Ce texte introduit par la loi du 6 août 2015 s’applique à l’ensemble de la procédure collective mais n’est pas opposable aux créanciers professionnels du débiteur lorsque leur créance est née avant l’entrée en vigueur de la loi du 6 août 2015, soit le 8 août 2015.
En l’espèce, la maison située [Adresse 1] à [Localité 6] dépend de la communauté des époux [G], mariés sous le régime de la communauté légale depuis le [Date mariage 1] 1979. Il n’est pas contesté que Mme [Y] épouse de M. [G] y a sa résidence principale et il n’est pas allégué que le couple serait divorcé ou même séparé de corps.
Il ressort de l’enquête effectuée par un détective privé à la diligence du liquidateur, que M. [G] a été vu les 3, 6 et 18 mars 2025 sortant le matin d’un immeuble situé [Adresse 6] à [Localité 1] dans lequel il dispose d’un appartement, et qu’il n’a en revanche pas été vu au [Adresse 7] à [Localité 6] les 9, 13 et 14 février 2025.
Il est cependant établi par M. [G] qu’il a loué un appartement à [Localité 1] pour ses activités professionnelles dont il paye la taxe d’habitation en tant que résidence secondaire ; qu’il paye la taxe foncière à [Localité 6] en tant que résidence principale ainsi que les contrats d’eau et d’électricité ; que les époux déclarent leurs impôts au centre des impôts avec une seule et unique adresse à [Localité 6] ; que le Kbis de sa société GCG Conseil indique comme domicile du gérant sa résidence à [Localité 6] ; qu’il vote à [Localité 6] comme l’en atteste sa carte d’électeur ; et que jusqu’en avril 2001 il était adjoint au maire de la ville de [Localité 6] ; qu’il était et demeure membre du conseil de surveillance de l’AS [Localité 6] ; et que divers témoignages attestent de cette résidence principale.

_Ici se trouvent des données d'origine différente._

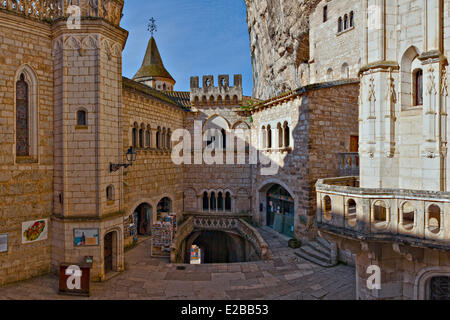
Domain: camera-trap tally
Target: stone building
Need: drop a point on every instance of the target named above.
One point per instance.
(394, 215)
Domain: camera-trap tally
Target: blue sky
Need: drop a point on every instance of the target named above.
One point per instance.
(194, 38)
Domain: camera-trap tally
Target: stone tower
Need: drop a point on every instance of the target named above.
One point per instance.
(152, 72)
(87, 131)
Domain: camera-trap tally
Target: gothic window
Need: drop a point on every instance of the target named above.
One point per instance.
(264, 138)
(440, 288)
(22, 118)
(418, 87)
(110, 193)
(224, 138)
(168, 139)
(158, 138)
(227, 201)
(147, 137)
(163, 139)
(81, 118)
(141, 137)
(205, 201)
(220, 201)
(280, 135)
(212, 201)
(287, 135)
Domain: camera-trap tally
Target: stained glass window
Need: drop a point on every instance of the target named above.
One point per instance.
(22, 118)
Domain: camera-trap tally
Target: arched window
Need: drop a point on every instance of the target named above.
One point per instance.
(327, 207)
(164, 208)
(263, 137)
(81, 118)
(228, 201)
(158, 138)
(340, 24)
(141, 137)
(287, 135)
(408, 215)
(212, 201)
(22, 118)
(434, 219)
(110, 193)
(345, 71)
(351, 211)
(380, 213)
(224, 138)
(134, 136)
(418, 87)
(220, 201)
(148, 137)
(280, 136)
(205, 201)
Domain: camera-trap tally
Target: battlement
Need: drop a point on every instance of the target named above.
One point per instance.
(223, 94)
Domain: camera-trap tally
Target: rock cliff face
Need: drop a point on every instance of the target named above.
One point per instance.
(279, 42)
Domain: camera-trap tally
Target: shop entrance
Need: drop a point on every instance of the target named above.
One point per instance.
(280, 210)
(108, 252)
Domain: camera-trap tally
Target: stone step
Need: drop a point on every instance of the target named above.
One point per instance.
(324, 243)
(319, 248)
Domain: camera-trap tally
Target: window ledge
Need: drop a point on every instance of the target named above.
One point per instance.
(26, 160)
(345, 31)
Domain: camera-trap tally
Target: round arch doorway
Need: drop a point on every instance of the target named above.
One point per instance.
(280, 210)
(143, 218)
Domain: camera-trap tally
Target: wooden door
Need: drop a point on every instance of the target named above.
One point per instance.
(108, 252)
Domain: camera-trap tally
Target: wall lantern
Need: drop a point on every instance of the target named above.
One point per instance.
(131, 158)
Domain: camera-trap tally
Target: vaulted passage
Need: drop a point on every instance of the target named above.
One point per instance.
(219, 247)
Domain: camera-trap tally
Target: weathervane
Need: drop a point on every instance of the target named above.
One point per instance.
(152, 28)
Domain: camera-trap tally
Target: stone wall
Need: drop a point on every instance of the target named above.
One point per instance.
(322, 119)
(26, 185)
(279, 44)
(235, 178)
(154, 175)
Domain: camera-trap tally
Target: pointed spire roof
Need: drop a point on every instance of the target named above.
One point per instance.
(152, 66)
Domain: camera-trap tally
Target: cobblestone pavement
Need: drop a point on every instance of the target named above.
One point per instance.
(284, 276)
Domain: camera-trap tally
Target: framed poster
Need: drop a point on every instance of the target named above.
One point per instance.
(85, 237)
(33, 231)
(3, 243)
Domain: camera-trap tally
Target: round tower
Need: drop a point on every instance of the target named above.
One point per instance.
(152, 72)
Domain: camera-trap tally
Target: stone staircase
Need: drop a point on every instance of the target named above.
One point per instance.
(319, 251)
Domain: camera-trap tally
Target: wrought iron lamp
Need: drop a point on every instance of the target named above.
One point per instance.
(131, 158)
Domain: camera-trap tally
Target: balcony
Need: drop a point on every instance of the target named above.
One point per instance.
(417, 218)
(348, 164)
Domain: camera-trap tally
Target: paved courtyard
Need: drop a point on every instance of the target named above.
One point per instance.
(285, 276)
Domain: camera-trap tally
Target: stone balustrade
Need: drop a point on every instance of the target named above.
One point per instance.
(348, 164)
(51, 10)
(233, 223)
(418, 218)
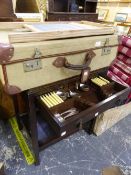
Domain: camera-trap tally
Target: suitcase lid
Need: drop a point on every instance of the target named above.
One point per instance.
(6, 10)
(35, 32)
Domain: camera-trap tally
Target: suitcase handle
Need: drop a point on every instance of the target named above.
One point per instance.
(63, 62)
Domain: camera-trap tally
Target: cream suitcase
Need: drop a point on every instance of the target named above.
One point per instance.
(28, 51)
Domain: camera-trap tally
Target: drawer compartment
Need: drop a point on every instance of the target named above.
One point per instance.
(78, 103)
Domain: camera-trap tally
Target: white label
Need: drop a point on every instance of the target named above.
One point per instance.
(63, 133)
(98, 44)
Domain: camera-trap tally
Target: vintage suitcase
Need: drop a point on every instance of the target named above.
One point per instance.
(27, 54)
(45, 58)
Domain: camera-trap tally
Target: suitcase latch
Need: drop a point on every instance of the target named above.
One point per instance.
(35, 64)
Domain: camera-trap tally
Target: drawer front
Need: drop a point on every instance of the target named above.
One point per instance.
(111, 102)
(89, 104)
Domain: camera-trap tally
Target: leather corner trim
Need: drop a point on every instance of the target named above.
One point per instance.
(6, 52)
(12, 90)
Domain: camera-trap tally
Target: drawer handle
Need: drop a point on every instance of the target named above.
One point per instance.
(63, 62)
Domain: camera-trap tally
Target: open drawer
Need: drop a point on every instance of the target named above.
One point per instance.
(79, 103)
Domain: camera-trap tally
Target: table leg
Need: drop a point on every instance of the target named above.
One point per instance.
(16, 106)
(33, 128)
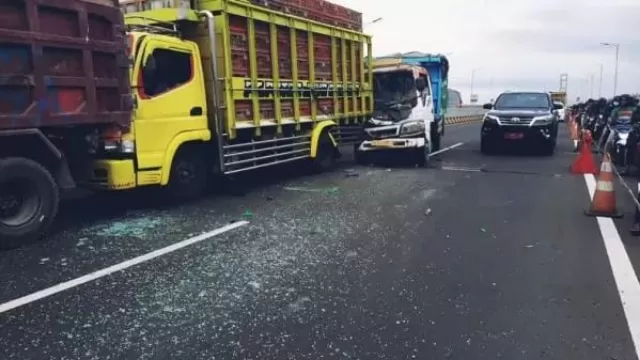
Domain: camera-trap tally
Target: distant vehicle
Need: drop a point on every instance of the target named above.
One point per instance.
(561, 111)
(520, 118)
(454, 99)
(559, 96)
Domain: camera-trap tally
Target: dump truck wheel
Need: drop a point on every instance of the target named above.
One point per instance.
(326, 156)
(29, 200)
(188, 178)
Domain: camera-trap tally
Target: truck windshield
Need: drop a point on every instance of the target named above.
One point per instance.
(522, 101)
(393, 86)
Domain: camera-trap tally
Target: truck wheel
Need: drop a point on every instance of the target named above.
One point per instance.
(424, 154)
(326, 157)
(29, 199)
(361, 157)
(188, 178)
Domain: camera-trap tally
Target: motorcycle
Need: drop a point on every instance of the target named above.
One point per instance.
(600, 124)
(618, 142)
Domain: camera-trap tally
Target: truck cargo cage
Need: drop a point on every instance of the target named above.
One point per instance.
(132, 6)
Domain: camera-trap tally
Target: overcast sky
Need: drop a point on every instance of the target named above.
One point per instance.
(514, 44)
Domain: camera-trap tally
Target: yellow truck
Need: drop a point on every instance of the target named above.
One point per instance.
(232, 86)
(215, 87)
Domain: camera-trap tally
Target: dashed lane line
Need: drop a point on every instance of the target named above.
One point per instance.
(622, 269)
(10, 305)
(447, 149)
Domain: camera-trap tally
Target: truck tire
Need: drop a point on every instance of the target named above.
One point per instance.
(188, 178)
(29, 200)
(423, 155)
(326, 156)
(436, 138)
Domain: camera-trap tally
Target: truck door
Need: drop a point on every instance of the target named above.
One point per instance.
(425, 105)
(171, 98)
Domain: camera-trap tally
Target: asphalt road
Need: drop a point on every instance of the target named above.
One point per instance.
(476, 258)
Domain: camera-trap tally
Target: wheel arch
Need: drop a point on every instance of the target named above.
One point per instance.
(34, 145)
(182, 142)
(317, 133)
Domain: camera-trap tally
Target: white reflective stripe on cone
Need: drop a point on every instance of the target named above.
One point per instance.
(604, 186)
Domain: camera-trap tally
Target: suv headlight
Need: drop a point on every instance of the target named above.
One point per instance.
(412, 127)
(491, 119)
(543, 120)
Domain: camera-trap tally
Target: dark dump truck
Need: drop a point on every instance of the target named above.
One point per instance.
(64, 87)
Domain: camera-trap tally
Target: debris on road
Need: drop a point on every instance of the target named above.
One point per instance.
(351, 173)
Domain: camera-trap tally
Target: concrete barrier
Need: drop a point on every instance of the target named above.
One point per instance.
(464, 114)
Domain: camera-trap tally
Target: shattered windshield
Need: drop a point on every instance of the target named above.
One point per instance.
(394, 86)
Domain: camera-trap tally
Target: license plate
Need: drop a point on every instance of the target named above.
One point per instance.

Au vu de l’ensemble de ces éléments, il ne peut être établi que M. [G] en ayant été vu trois fois à [Localité 1], n’a pas sa résidence principale située au [Adresse 1] à [Localité 7] avec son épouse.

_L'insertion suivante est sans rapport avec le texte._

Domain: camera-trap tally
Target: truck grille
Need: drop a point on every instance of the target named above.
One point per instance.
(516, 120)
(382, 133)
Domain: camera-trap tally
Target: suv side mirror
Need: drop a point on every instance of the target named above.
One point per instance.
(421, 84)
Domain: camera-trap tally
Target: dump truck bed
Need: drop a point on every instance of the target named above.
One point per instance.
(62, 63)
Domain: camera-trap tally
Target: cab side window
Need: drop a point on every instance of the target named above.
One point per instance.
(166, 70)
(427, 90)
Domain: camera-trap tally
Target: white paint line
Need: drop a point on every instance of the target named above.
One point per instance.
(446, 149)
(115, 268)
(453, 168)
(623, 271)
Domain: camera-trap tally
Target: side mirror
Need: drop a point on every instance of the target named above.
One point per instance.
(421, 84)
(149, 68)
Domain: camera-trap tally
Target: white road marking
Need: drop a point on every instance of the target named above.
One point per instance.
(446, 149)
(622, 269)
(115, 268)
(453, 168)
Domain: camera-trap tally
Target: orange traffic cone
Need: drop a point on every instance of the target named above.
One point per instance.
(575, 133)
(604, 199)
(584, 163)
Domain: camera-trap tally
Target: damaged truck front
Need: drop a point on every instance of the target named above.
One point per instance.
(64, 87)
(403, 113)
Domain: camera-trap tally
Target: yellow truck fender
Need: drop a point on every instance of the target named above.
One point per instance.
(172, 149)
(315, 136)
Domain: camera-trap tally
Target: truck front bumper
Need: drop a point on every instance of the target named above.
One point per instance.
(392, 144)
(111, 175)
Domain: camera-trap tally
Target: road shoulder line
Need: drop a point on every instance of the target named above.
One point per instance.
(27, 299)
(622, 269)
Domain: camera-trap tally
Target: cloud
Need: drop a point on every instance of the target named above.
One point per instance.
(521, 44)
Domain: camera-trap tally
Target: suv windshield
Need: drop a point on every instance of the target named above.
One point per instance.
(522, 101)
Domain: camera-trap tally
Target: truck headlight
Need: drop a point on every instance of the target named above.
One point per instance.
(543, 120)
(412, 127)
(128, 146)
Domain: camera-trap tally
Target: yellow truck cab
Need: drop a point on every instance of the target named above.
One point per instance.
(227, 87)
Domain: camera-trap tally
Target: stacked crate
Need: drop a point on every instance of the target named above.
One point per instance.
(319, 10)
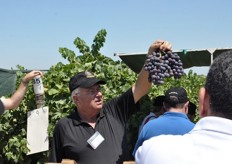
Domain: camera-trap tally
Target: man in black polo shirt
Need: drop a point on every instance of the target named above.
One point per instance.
(95, 133)
(14, 101)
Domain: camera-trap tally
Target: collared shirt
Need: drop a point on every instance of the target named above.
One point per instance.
(210, 141)
(149, 117)
(169, 123)
(71, 134)
(1, 107)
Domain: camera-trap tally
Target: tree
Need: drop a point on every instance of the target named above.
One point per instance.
(117, 74)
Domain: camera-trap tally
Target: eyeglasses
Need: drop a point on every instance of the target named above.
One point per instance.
(90, 91)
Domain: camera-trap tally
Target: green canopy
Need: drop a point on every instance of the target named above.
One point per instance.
(189, 58)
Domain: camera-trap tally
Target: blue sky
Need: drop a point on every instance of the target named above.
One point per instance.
(31, 32)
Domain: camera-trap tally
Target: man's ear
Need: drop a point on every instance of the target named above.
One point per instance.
(204, 103)
(75, 99)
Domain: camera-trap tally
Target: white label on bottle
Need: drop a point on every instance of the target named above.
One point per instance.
(38, 85)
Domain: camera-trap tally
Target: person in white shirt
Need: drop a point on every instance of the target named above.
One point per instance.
(210, 141)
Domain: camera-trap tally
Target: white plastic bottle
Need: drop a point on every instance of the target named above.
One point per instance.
(39, 91)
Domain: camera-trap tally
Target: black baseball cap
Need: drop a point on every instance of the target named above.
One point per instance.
(158, 101)
(84, 79)
(176, 95)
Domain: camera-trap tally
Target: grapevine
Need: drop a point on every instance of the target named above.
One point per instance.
(162, 65)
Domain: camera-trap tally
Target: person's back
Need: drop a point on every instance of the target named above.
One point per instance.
(174, 121)
(210, 141)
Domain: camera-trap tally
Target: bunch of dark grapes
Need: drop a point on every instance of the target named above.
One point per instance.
(162, 65)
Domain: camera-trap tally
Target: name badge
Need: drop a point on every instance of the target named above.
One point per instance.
(95, 140)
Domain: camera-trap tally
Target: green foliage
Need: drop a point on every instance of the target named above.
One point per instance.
(118, 77)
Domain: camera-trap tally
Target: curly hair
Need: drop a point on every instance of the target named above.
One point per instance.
(219, 85)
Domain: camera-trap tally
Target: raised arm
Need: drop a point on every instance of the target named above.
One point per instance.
(142, 85)
(17, 97)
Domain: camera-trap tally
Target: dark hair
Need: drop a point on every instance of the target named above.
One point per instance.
(219, 85)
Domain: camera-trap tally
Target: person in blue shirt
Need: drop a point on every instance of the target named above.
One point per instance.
(156, 111)
(174, 121)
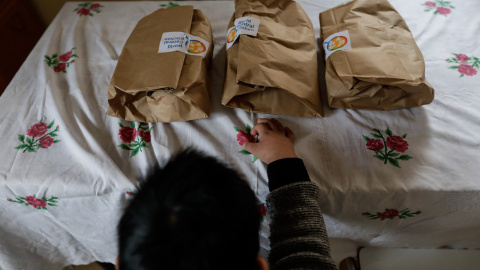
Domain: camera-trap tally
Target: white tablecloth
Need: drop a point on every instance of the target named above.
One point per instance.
(64, 183)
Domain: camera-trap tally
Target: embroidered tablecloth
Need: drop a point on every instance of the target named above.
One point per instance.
(402, 178)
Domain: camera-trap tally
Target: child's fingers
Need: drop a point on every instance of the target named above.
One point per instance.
(250, 147)
(259, 129)
(277, 125)
(267, 122)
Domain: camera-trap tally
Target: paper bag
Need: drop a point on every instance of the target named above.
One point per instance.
(372, 59)
(148, 86)
(275, 71)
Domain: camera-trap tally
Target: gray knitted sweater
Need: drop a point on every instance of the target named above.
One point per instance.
(298, 238)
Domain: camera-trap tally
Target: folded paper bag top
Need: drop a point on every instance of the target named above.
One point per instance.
(152, 86)
(275, 71)
(372, 60)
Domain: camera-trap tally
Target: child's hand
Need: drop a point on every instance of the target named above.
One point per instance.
(274, 141)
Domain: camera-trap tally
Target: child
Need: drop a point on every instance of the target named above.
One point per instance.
(196, 213)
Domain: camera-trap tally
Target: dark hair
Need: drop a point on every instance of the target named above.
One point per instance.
(195, 213)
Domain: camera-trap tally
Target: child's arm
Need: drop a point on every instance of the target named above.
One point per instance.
(298, 237)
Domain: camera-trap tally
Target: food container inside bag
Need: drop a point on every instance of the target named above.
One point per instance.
(161, 75)
(372, 60)
(274, 71)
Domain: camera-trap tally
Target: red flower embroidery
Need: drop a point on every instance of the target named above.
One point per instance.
(243, 137)
(397, 143)
(443, 11)
(467, 70)
(462, 58)
(36, 202)
(61, 67)
(37, 130)
(66, 56)
(83, 11)
(429, 4)
(31, 200)
(379, 144)
(375, 144)
(128, 134)
(95, 6)
(391, 214)
(145, 135)
(46, 142)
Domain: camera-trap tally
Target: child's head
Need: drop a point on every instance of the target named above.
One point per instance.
(195, 213)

Par conséquent, la cour retient que la résidence principale de M. et Mme [G] est située au [Adresse 1] à [Localité 7].
Il n’y a pas lieu de statuer sur la portée de l’insaisissabilité de la résidence principale.

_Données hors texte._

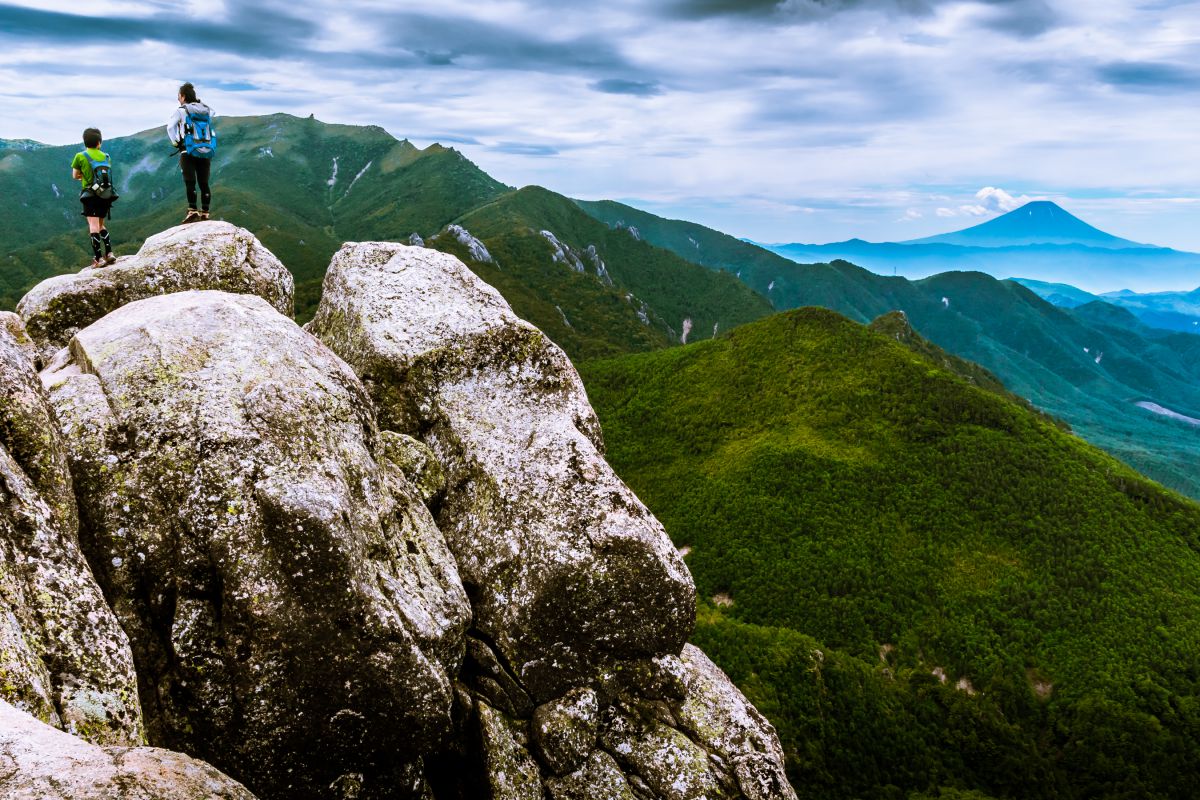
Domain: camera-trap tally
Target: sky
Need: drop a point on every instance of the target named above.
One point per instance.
(775, 120)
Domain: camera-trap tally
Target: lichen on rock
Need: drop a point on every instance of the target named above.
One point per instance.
(201, 256)
(568, 567)
(64, 657)
(294, 612)
(40, 763)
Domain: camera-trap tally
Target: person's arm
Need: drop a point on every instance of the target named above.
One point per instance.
(174, 128)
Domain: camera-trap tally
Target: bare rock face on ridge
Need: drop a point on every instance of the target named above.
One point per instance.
(294, 612)
(64, 657)
(199, 256)
(40, 763)
(567, 569)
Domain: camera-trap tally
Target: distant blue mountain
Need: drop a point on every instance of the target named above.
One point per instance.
(1173, 311)
(1039, 241)
(1057, 294)
(1039, 222)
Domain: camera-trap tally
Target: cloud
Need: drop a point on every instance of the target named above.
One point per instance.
(622, 86)
(1151, 77)
(790, 10)
(1020, 18)
(483, 44)
(996, 200)
(525, 149)
(239, 32)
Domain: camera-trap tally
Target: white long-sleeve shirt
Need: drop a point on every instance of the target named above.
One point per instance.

Les dépens seront à la charge de la procédure collective.
Par ces motifs,
La cour,
Annule l’ordonnance du juge-commissaire du 8 juillet 2025 ;
Statuant sur le fond en vertu de l’effet dévolutif de l’appel,
Dit que la résidence principale de M. et Mme [G] est située au [Adresse 1] à [Localité 7] ;
Rejette l’ensemble des demandes de la SCP BTSG ès-qualités ;
Dit que les dépens seront à la charge de la procédure collective.